Fehler in der Argumentation des BGH
Der Hauptargumentationsfehler des BGH besteht darin, zwischen Bar- und Naturalunterhalt im Wechselmodell zu unterscheiden. Diese Begriffspaare wurden im Zusammenhang mit dem Residenzmodell entwickelt. Das sind die Fälle, in denen die Kinder sich bei der Mutter aufhielten und der Vater Barunterhalt zahlen musste. Insoweit wurden die Betreuungsleistung der Mutter und die Mittel, die sie aufwenden musste, um die Kinder zu verpflegen und zu beherbergen, richtigerweise als Naturalunterhalt bezeichnet. Folglich stellte die Rechtsprechung die Betreuungsleistung dem Barunterhalt wertmäßig gleich. Konsequenterweise konnte sich der unterhaltzahlende Vater das hälftige Kindergeld vom Tabellenbetrag abziehen (vgl. § 1612b BGB Abs. 1 Nr. 1 BGB). Hiergegen ist nichts einzuwenden.
Angewandtes Recht passt nicht für das Wechselmodell
Allerdings passt das gesamte Regelwerk nicht für das Wechselmodell. Hier ist, ähnlich wie bei zusammenlebenden Elternteilen, im Prinzip von einer gemeinsamen Betreuung des Kindes auszugehen, die durch das Wechseln des Kindes von einem Haushalt in den anderen organisiert wird. Entgegen der Auffassung des BGH sind die Begriffspaare Barunterhalt und Naturalunterhalt überflüssig, da die Eltern bereits aus der Vorschrift des § 1626 BGB verpflichtet sind für die Kinder zu sorgen, was Beköstigung, Unterbringung des Kindes und Betreuung des Kindes einschließt. Nach allem ist eine Aufspaltung in Natural- und Barunterhalt überhaupt nicht angezeigt und daher künstlich.
Dementsprechend überzeugt die Begründung des BGH nicht und ist in sich widersprüchlich. Es fängt bereits damit an, dass entgegen dem Wortlaut der Vorschrift des § 1612b Abs. 1 Nr. 1 BGB, der ausdrücklich für das Residenzmodell geschaffen wurde, auch beim Wechselmodell eine hälftige Anrechnung des Kindergeldes auf den Unterhaltsbedarf der Kinder erfolgen soll.

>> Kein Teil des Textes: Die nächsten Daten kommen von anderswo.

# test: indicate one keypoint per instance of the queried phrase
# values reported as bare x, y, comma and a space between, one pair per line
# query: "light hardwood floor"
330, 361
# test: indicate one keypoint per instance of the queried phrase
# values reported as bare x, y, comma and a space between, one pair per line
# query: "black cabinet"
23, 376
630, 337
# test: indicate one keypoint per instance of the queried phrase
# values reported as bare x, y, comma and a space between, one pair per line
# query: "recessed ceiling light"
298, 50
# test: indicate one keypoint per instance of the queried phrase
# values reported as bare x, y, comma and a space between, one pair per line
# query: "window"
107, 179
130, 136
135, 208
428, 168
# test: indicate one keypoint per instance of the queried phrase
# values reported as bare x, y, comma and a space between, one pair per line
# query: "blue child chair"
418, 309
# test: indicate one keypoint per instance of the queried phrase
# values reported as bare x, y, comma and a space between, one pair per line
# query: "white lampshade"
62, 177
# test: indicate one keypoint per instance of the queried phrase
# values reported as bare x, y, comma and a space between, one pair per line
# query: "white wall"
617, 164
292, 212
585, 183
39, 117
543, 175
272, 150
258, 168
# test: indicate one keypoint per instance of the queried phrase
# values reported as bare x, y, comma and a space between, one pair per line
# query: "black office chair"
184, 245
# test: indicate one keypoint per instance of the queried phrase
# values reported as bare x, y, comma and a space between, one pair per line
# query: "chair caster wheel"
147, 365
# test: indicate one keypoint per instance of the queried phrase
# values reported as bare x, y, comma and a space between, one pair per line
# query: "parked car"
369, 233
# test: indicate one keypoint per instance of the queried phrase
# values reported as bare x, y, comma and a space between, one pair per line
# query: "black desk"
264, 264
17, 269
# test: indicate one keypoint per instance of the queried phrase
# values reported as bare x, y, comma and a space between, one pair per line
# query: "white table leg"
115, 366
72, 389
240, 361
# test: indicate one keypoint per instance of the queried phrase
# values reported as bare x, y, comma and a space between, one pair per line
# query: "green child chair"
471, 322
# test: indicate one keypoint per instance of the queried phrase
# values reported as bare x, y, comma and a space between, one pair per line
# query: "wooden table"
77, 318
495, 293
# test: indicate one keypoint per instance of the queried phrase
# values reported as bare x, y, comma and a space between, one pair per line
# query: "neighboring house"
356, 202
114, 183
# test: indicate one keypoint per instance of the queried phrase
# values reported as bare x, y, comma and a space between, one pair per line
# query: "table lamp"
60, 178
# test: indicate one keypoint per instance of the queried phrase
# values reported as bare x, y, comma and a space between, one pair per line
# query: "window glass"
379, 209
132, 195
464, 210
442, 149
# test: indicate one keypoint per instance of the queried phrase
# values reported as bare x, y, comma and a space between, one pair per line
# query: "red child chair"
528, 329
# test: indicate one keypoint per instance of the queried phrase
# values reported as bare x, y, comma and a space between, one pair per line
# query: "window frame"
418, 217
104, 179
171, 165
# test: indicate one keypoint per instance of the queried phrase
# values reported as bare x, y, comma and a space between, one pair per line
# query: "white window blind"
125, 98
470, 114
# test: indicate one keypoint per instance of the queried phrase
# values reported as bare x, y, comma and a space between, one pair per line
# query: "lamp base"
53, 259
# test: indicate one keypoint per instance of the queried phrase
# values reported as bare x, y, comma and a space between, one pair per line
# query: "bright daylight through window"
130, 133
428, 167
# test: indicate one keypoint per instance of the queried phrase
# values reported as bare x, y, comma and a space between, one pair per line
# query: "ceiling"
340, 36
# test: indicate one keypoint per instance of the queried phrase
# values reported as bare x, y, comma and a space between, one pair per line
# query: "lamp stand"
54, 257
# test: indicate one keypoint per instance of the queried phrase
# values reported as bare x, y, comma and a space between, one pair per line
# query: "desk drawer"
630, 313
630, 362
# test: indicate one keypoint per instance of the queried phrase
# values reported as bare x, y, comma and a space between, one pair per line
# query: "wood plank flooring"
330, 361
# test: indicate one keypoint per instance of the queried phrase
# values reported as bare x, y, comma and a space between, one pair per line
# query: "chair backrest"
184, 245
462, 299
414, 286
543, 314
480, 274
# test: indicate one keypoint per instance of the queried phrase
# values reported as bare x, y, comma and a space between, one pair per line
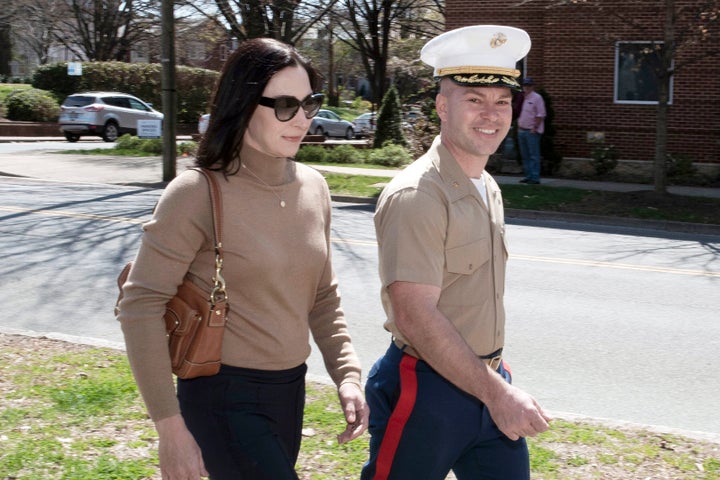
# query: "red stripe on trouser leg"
507, 367
398, 419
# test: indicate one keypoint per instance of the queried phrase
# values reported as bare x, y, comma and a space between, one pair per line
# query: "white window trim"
616, 72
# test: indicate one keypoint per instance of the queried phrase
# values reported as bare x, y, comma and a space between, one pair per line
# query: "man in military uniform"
440, 398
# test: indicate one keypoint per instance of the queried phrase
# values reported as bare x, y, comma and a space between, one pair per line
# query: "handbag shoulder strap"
218, 293
216, 207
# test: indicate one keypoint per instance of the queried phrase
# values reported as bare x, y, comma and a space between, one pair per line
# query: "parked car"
329, 124
104, 114
203, 123
365, 123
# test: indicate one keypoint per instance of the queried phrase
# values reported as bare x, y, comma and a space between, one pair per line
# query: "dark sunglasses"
286, 107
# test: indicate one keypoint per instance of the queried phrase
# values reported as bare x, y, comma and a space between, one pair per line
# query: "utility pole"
168, 90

Verstoß des BGH gegen den Gesetzeswortlaut
Diese Auslegung spricht zum einen gegen den Wortlaut, zum anderen gegen die Systematik des Gesetzes. Tatsächlich ist das volle Kindergeld bedarfsdeckend abzuziehen. Der Restbedarf des Kindes ist auch nicht der Düsseldorfer Tabelle zu entnehmen, sondern eigenverantwortlich von jedem Elternteil zu erbringen, und zwar in der Höhe, die seinem Einkommen entspricht.
Sollte es in diesem Modell zu einer Bedürftigkeit eines Elternteils kommen, ist der andere Elternteil hierfür nicht verantwortlich.
Unzulässige Entlastung der Sozialkassen
Wenn der BGH mit seiner Entscheidung die Entlastung der Sozialkassen bezweckt haben sollte, hätte das in die Begründung aufgenommen werden müssen und allein dadurch die Entscheidung angreifbar gemacht. Das wollte er offenbar mit einer komplizierten, undurchdringlichen und auf Zirkelschlüssen beruhenden Argumentation verhindern.
Vor diesem Hintergrund sollten sich Rechtsanwälte und betroffene Richter weiterhin für eine gerechte Lösung und eine nachvollziehbare Lösung ohne großartigen Rechenweg einsetzen, um das Wechselmodell dort zu fördern, wo es von den Eltern gewünscht ist.